Der Börsenverein des Deutschen Buchhandels hatte sich bereits beim Bundeskartellamt über den Online-Händler beschwert. „Ein Unternehmen wie Amazon darf keine Regeln diktieren, die wertschaffende Strukturen auf dem Buch- und Literaturmarkt zerstören“, kritisierte Hauptgeschäftsführer Alexander Skipis. Amazon musste sich vor einigen Wochen gegen den Vorwurf wehren, im Zuge von Verhandlungen die Auslieferung gedruckter Bücher aus der Verlagsgruppe Bonnier (Ullstein, Piper, Carlsen) verzögert zu haben.
Nun ist Amazons Gründer und Chef Jeff Bezos niemand, den man mangelnden Respekts für Bücher verdächtigen könnte. Seine Ehefrau MacKenzie Bezos ist selbst Schriftstellerin. Bücher haben ihn reich gemacht: Amazon war beim Start 1994 ein reiner Online-Buchhandel. Bezos liest: Sein Lieblingsbuch sei „Was vom Tage übrig blieb“ von Kazuo Ishiguro, hieß es in der Biografie „Der Allesverkäufer“.

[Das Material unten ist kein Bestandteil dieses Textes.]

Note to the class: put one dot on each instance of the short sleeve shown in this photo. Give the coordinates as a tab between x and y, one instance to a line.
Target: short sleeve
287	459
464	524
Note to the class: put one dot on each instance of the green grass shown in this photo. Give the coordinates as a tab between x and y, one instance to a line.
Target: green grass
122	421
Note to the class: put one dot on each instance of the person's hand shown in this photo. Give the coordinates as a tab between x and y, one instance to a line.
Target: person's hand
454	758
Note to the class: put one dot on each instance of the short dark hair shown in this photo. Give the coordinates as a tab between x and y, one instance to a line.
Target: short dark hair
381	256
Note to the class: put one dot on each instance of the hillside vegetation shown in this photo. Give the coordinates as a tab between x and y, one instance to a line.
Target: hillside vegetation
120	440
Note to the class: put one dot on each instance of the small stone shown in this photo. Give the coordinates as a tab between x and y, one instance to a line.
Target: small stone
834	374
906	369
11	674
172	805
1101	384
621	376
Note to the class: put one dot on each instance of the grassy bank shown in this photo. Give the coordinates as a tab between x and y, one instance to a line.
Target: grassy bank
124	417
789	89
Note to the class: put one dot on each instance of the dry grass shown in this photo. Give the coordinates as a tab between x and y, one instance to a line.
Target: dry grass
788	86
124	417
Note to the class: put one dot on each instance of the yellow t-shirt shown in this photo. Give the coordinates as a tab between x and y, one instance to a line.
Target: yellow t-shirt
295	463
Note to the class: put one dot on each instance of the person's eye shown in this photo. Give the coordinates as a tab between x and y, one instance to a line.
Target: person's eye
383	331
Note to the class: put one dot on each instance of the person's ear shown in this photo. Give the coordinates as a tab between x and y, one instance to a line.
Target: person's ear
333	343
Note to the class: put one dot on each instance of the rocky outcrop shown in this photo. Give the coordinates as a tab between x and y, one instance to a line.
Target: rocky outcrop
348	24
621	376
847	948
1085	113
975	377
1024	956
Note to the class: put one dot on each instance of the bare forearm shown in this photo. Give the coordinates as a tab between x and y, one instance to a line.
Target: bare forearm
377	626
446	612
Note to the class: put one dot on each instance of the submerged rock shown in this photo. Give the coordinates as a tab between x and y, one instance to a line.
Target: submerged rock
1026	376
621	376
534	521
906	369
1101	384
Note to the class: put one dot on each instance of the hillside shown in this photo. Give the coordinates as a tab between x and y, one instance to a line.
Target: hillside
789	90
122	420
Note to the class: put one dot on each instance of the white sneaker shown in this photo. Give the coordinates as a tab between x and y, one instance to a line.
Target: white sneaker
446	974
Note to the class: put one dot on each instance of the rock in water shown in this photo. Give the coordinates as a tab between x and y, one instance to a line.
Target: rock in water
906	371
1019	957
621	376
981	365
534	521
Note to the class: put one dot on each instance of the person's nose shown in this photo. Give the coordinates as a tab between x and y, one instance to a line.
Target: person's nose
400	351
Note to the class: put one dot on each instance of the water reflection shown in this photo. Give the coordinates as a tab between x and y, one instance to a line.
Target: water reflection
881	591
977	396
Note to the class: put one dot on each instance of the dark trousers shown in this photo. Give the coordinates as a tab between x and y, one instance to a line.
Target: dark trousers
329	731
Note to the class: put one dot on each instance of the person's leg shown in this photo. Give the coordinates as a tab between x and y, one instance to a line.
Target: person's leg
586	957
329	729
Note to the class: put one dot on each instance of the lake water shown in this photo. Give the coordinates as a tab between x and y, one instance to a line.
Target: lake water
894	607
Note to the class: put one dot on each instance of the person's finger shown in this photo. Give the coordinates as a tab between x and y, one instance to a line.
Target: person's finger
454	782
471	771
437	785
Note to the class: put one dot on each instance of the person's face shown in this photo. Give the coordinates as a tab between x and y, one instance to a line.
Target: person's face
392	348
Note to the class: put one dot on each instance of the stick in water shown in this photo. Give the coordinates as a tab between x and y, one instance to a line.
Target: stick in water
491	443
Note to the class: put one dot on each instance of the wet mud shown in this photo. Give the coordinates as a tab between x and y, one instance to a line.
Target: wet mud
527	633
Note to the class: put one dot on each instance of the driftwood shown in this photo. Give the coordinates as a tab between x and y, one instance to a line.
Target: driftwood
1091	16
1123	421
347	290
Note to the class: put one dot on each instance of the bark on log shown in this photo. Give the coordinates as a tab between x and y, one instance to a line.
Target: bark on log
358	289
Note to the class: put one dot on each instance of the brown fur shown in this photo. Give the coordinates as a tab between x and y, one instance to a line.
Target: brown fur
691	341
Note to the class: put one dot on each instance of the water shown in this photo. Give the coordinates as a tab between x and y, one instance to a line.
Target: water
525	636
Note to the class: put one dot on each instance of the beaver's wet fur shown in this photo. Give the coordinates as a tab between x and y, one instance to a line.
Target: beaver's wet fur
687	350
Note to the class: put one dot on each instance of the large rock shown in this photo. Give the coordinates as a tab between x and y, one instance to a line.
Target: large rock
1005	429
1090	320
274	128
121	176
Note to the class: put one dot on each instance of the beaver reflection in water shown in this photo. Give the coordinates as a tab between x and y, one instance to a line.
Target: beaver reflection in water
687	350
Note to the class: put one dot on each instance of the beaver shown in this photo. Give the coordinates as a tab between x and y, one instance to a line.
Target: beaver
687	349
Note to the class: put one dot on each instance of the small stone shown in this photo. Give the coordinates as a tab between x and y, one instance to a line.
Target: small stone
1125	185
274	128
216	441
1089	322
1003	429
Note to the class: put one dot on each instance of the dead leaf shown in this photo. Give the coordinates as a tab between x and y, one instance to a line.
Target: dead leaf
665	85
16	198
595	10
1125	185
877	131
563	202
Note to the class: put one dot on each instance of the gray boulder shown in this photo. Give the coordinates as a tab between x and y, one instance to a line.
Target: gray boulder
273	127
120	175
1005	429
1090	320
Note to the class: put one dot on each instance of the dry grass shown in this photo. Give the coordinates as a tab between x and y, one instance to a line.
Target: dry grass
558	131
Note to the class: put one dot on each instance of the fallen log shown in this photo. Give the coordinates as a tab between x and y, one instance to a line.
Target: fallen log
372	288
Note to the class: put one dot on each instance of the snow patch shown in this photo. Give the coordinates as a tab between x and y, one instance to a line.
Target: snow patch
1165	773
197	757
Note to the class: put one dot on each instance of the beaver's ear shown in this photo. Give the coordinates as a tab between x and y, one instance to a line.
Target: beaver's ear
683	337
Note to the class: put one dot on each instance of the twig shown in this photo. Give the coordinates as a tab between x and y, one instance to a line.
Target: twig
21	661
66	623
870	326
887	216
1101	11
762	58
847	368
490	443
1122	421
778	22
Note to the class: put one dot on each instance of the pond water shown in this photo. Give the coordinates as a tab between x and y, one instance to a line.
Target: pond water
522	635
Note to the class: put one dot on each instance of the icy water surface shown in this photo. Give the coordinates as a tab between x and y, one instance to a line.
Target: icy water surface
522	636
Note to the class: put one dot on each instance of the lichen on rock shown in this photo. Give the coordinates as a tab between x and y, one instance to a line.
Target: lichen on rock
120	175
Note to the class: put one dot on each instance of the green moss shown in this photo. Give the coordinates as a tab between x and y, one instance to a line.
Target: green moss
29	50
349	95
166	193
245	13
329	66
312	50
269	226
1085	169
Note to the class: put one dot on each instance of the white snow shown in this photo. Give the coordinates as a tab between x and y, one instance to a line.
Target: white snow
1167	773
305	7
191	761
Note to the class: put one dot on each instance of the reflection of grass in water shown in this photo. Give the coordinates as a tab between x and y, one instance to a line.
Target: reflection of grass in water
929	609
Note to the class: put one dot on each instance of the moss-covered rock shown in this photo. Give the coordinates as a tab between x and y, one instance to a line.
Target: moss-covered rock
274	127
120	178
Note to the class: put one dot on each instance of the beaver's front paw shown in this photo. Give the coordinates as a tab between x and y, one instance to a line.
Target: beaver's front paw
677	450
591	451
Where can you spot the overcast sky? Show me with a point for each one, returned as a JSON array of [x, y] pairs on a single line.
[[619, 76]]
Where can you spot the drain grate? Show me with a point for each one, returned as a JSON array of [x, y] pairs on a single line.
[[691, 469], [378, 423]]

Allerdings ist Bezos zugleich frei von jeder Sentimentalität gegenüber dem gedruckten Buch und dem klassischen Handel mit seinen Läden aus Stein und Glas. Bücher seien als erstes Produkt vor allem wegen ihrer Beschaffenheit ausgesucht worden, erinnerte sich Bezos damaliger Mitstreiter Shel Kaphan im „New Yorker“: Einfach zu verschicken und kaum zu beschädigen. Außerdem bot sich der Markt für Online-Handel geradezu an: Die Auswahl an Titeln ist so groß, dass sie in keinen Buchladen der Welt reingepasst hätte.
Auch für die Händler, die unter dem Druck der Online-Konkurrenz vor allem in den USA reihenweise aus dem Geschäft gingen, zeigt Bezos wenig Mitleid. „Die Kunden entscheiden, wo sie kaufen, nicht wir“, sagte er in einem Interview vor knapp zwei Jahren. „Es ist unser Job, den Kunden das beste Angebot und den besten Service zu bieten.“
Zudem fällt das Duell mit Hachette in eine Zeit, da Amazon stärker als früher sein Geld zusammenzuhalten versucht. Im vergangenen Quartal gab es einen Verlust von 126 Millionen Dollar, für das laufende Vierteljahr stellte der Konzern sogar ein operatives Minus von über 800 Millionen Dollar in Aussicht. Die Entwicklung neuer Geräte wie des ersten eigenen Smartphones ist teuer, zudem vermuten Analysten, dass auch das riesige Geschäft mit Cloud-Infrastruktur nach Preissenkungen alles andere als ein Gewinnbringer ist.
So geht es auch in den aktuellen Konflikten mit den Inhalte-Anbietern um Geld. Von Hachette verlangt Amazon niedrigere E-Book-Preise und eine höhere Provision. Bei Disney will der Online-Händler nach Informationen des „Wall Street Journal“ auch erreichen, dass der Unterhaltungskonzern die Verluste ausgleicht, wenn Amazon bei Rabattaktionen anderer Händler mitzieht.
Zumindest in den USA dürfte Amazon mit seinem Druck in den Verhandlungen mit Hachette oder Disney bei den Kartellwächtern durchkommen, sagte Wettbewerbsexperte Seth Bloom der Finanznachrichtenagentur Bloomberg. „Man kann Amazon nicht zwingen, ein bestimmtes Produkt zu verkaufen, ob Buch oder Film.“ Solange ein Unternehmen nicht versuche, höhere Preise durchzusetzen oder seine Marktposition auf unlautere Weise zu verteidigen, hielten sich die Aufpasser heraus.